Boeghers traquait les sources du mal qui convulsait la RFA dans le cerveau de Meinhof. Nous ne faisons pas autre chose.

Le lecteur de Libération scrute ce mur de visages, compulse noms et prénoms. Il y cherche une connexion avec sa propre existence. Il cherche à en trouver un qui pourra devenir son mort et témoigner que lui aussi a été touché le 13 novembre.

— Abaaoud et Abdeslam ne sont pas des cas sociaux, c’est-à-dire des exceptions. Ce sont les produits nécessaires d’une société en panne, de déséquilibres mondiaux, etc. Quand vous aurez démontré que leur Cause est abominable et que leurs raisons sont mauvaises, vous n’aurez rien fait du tout. Seules importent les causes réelles du phénomène de l’engagement.

— En quelques jours, cent trente morts deviennent dans les journaux la Génération Bataclan. Dans la logique du spectacle, puisque ces morts sont à tous, tout le monde est mort avec eux ou a le droit de le prétendre. Licence est donnée à tous d’apparaître dans l’aura de cette identification. Ruse du spectacle marchand. Cent trente vies massacrées auréolent 60 millions de victimes survivantes.

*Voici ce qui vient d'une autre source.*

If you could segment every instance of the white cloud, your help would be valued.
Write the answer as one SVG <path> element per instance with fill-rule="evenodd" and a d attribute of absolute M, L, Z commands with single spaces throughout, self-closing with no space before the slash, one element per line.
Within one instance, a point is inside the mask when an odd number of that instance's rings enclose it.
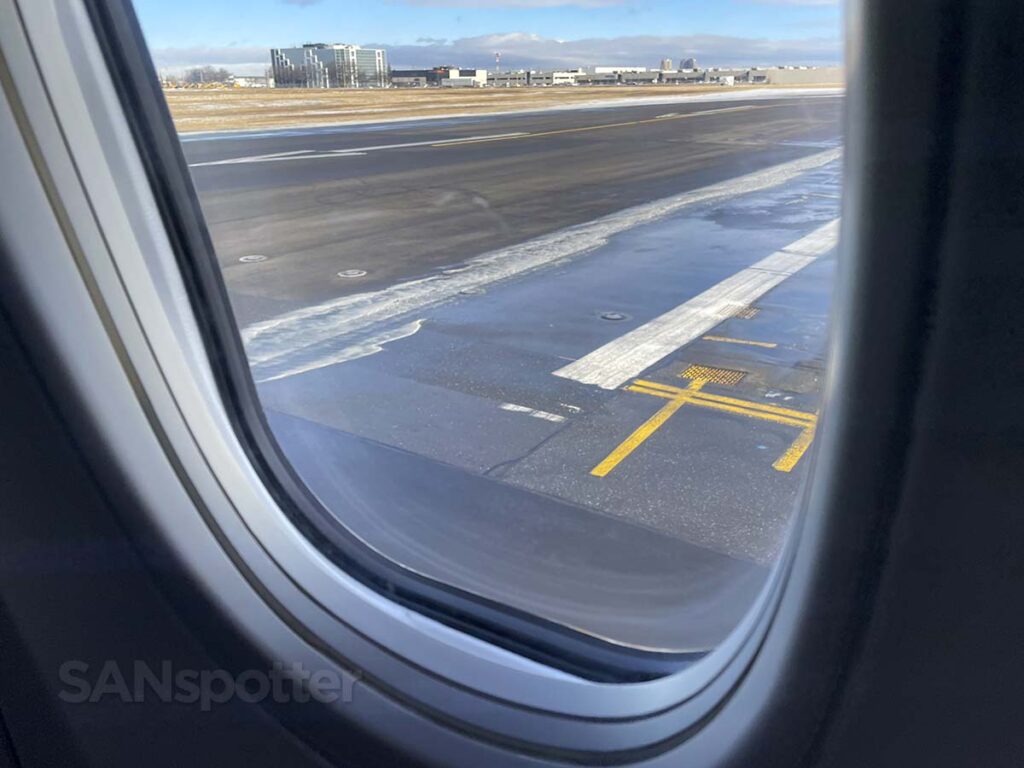
<path fill-rule="evenodd" d="M 524 32 L 464 37 L 437 45 L 392 45 L 388 60 L 398 68 L 456 64 L 493 67 L 501 52 L 503 68 L 577 67 L 594 64 L 655 67 L 662 58 L 697 57 L 702 66 L 833 64 L 842 60 L 836 36 L 798 40 L 721 35 L 637 35 L 555 40 Z"/>
<path fill-rule="evenodd" d="M 281 2 L 285 5 L 298 5 L 305 7 L 307 5 L 316 5 L 317 3 L 322 2 L 322 0 L 281 0 Z"/>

C’est pire que, sur un trottoir, les badauds qui se coudoient pour voir les morts d’un accident. Ceux-ci ne veulent que voir la mort. Le lecteur de Libération veut voir des morts qui lui ressemblent.

— Ce désir désespéré de voir le visage des morts n’est innocent que chez leurs proches. Chez tous les autres, il est vautour.

Spectateur anthropophage. Le lecteur vivant de Libération ne peut pas détacher ses yeux du lecteur défunt de Libération. Il avait déjà des amis Facebook. Ce sont cent trente morts Facebook que lui offre un mur de photos.

Dans une prison de Namur, Abdeslam rencontre Abaaoud qui lui enseigne la taqîya — c’est-à-dire la théologie de la dissimulation. Salah apprend à disparaître.

— Vous faites apparaître vos morts.

Mostefaï et Amimour sont morts pour l’horreur qu’ils défendent. Les victimes du Carillon, du Cambodge et du Bataclan ne sont pas morts pour la France. Leur coller cette auréole est une profanation de leur mort et de son sens.

L’exposition de ces visages n’a aucune justification. C’est la nature totalitaire du régime du spectacle : l’image ne se justifie plus. À l ‘exemple de la force, elle est un état de fait et sa propre justification.

Épilogue

Dimanche 13 décembre. Je me lève tôt, descends au salon, plonge les mains dans l’aquarium et enroule dans un torchon le cerveau d’Ulrike Meinhof. Patrick Branwell dort encore. Je sors sans bruit de la maison et descends jusqu’à la plage. Je suis exaspéré de cris. La plage est déserte d’hommes, le ciel est désert d’oiseaux. Je vide le torchon dans l’eau et recule sur le bord. L’œdème de matière grise ballotte dans le courant. En le regardant s’éloigner, je repense à notre dernière conversation : je proteste à Ulrike qu’il est commode de chanter pouilles sans envisager de remède ni proposer de solution ; et Ulrike me répond, en ricanant d’un lobe à l’autre : « — Va demander à saint Jean, pendant qu’il se frappe les cuisses aux visions de l’Apocalypse, s’il envisage une solution. » Le bulbe finit par couler, chaviré dans un remous. Neuf heures à ma montre : l’heure des croissants. Je retourne par le Mouleau en plaignant celle ou celui qui repêchera vivant ce paquet de remontrances.